She was very self-conscious about her arse, deciding to cover it with a water proof skirt. She made a feeble attempt to make the skirt ends meet, but the circumference of her hips was too round. She then tried to button them around her pudgy waist, but this meant her gut hung over it and the bottom of her chubby rump was exposed. She gave up and tossed the skirt into a pile of clothes.

''This'll have to do.'' she sighed, ''I'm still sexy.''

Mel opened the front door to feel a wave of heat.

''Woah!'' she gasped.

She bore the heat and walked outside. Peering around to see if anyone could see her. She wrapped her towel around her hips so as to hide her round, wide arse. Not that it did much, the towel hugged around the round orbs of her butt, which twitched up and down with each step. The towel did however, slow down the uncontrollably jiggling running through her rump fed body. 

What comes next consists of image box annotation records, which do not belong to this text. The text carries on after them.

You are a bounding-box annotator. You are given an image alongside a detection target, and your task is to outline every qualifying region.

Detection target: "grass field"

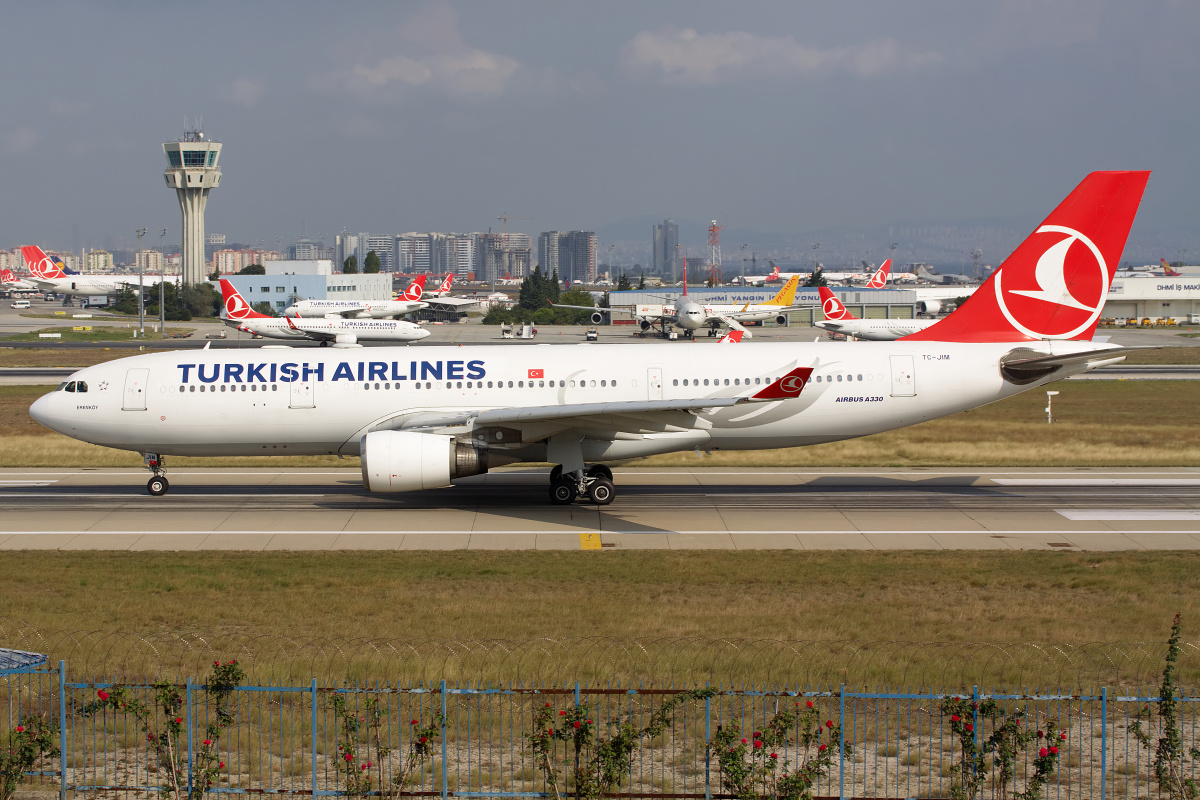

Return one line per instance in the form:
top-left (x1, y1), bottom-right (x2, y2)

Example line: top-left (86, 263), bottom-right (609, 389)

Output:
top-left (0, 551), bottom-right (1200, 686)
top-left (0, 380), bottom-right (1200, 468)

Mel was sweating within five minutes of walking. She didn't know if this was because of the heat or her lack of exercise. Christie's was still two blocks away, and Melissa was feeling the extra weight slowing her down. She wheezed and kept going, ready to pass out by the time she reached her friend's house.

''Heya!'' chirped Christie.

''Hey Chrissy.'' replied Mel.

They proceeded out to her backyard, where her pool sat invitingly.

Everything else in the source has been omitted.